Qual è la tua professione?

Sono un avvocato civilista; sono anche counsellor professionista e mediatore familiare. Faccio parte della sezione modenese dell’Osservatorio Nazionale sul Diritto di famiglia e socia della Cooperativa “ Lune Nuove” presso il Centro Armonico Terapeutico di Modena

Che cosa evoca in te la violenza di genere?

Anzitutto penso al significato semantico del termine violenza. Deriva dal latino violentus che trova la sua origine in “vis”: indica ciò che vince, opprime, distrugge. E cosa distrugge? Ancor più che la vita di una donna, distrugge la sua dignità come persona. Quindi la violenza rimanda ad un potere distruttivo che non contempla l’altro e pertanto ad una frustrazione totale dei diritti civili che la società dovrebbe tutelare. La violenza sulle donne purtroppo attraversa i confini e le culture e riguarda il mondo intero con proporzioni globali enormi (come emerge dai dati, colpisce un terzo delle donne del mondo). E non penso solo alla donna, ma all’effetto moltiplicatore della violenza che coinvolge intere famiglie e soprattutto i figli che hanno un destino segnato e rischiano di diventare potenziali violenti. Un circolo vizioso, insomma, senza fine.

Qual è la cosa più importante che desideri trasmettere a chi si è iscritto al corso?

Desidero trasmettere un’applicazione concreta del concetto di conoscenza, perché solo con la conoscenza si acquisisce consapevolezza: come sostenne uno dei fondatori del Counselling, Carl Rogers ”la consapevolezza si prenderà cura di tutto”. Per poter contrastare un fenomeno occorre conoscerlo bene, conoscere i meccanismi che lo generano e come si manifesta nelle sue molteplici forme, alcune molto subdole. Non si può affrontare ciò che non si conosce.

Indica un’azione concreta che ognuna/o di noi può fare nel quotidiano per contrastare la violenza di genere.

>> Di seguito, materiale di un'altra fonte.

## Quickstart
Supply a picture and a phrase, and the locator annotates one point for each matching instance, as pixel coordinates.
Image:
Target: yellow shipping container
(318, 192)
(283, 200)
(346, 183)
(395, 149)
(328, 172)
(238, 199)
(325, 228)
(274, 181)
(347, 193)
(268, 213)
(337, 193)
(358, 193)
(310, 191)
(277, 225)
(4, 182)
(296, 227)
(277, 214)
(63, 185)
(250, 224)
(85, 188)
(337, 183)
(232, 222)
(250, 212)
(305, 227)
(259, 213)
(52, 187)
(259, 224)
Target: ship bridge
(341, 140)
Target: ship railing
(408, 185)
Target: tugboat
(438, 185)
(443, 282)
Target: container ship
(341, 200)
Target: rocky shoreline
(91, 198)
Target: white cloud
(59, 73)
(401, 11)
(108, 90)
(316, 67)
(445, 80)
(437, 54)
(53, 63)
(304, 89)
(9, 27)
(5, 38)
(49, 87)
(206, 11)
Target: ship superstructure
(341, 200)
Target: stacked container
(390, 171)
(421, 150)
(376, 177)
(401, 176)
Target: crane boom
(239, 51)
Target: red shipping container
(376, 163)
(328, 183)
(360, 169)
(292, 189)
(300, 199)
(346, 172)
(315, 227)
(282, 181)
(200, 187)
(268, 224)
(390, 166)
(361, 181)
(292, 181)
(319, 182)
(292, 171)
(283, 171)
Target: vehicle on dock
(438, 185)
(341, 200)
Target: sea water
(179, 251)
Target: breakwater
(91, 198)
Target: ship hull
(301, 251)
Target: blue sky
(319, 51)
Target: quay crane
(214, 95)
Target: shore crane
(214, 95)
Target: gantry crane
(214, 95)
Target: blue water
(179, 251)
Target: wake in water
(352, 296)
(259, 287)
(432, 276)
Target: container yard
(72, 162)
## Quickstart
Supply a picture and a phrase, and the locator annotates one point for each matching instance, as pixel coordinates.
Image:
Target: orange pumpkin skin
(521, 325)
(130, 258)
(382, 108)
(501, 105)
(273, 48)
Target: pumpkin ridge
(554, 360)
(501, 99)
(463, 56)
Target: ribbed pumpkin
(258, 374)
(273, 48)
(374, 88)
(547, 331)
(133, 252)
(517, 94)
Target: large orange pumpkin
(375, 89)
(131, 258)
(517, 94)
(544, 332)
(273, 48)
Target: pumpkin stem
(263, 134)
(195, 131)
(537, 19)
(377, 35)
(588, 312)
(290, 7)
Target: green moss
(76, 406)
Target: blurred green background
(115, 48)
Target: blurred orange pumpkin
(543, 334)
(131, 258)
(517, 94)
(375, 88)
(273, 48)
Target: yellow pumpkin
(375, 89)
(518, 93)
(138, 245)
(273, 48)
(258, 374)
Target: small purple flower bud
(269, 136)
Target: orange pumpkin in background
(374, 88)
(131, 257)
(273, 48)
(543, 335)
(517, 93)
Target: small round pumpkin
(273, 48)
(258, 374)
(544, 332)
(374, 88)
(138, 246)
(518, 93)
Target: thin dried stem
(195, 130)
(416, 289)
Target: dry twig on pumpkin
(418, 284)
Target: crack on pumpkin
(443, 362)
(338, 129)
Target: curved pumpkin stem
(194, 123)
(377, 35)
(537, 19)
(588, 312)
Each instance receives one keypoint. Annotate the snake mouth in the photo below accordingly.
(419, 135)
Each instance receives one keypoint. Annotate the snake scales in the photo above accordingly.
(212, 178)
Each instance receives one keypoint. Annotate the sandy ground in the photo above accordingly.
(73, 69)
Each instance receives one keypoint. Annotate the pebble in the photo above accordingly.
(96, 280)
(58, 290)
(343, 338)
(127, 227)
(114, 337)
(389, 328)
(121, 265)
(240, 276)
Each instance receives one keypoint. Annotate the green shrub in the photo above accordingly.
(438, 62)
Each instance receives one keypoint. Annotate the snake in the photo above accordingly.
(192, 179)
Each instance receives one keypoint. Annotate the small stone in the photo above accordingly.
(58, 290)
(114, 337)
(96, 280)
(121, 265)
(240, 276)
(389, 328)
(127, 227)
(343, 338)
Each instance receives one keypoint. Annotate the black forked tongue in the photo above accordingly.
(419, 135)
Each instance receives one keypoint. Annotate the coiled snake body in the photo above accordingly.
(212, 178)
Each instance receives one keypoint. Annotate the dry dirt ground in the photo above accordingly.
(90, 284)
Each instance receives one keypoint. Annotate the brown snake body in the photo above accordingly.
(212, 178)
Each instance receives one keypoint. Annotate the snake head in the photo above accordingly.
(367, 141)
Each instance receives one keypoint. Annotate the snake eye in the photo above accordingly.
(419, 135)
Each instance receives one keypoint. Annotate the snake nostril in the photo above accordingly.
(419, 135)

Tanto si potrebbe dire e spesso mi interrogo su cosa potrei fare nel mio piccolo microcosmo. Penso che serva una rivoluzione culturale oltre che politica; serve uno spostamento culturale. La storia e l’esperienza hanno dimostrato che la rivoluzione passa attraverso la lingua, la parola: strumento con il quale creiamo la realtà. Ce lo hanno insegnato anche nelle favole: “abracadabra” in aramaico “creo quello che dico”. Le parole creano, formano pensieri ed ai pensieri seguono le azioni. Le parole continuano ad agire e lavorare dentro di noi. Spesso le parole hanno significati sui quali non ci siamo mai fermati a riflettere.

Da questo nasce lo stereotipo e poi il pregiudizio; c’è un’assimilazione implicita. Un “impensato” che sfugge alla consapevolezza. Non ci rendiamo conto di quanto possa essere distruttivo un linguaggio sessista, apparentemente innocuo. Infatti è proprio attraverso la parola che si è depositata una forma di svalutazione che si chiama sessismo.

Pensiamo ad espressioni banalizzate come : “ sono cose da maschi, non comportarti da femminuccia, donna con le palle , l’uomo è infedele per natura e tante altre , ancor più volgari”. La lettura del rapporto uomo e donna è ancora oggi caratterizzato da una dimensione arcaica. La donna è un oggetto che si possiede e si può anche distruggere. Ecco perché partirei da un momento di autoriflessione e da un’analisi critica del linguaggio che usiamo. Proviamo a riconnetterci alle parole, al peso ed alla portata delle parole.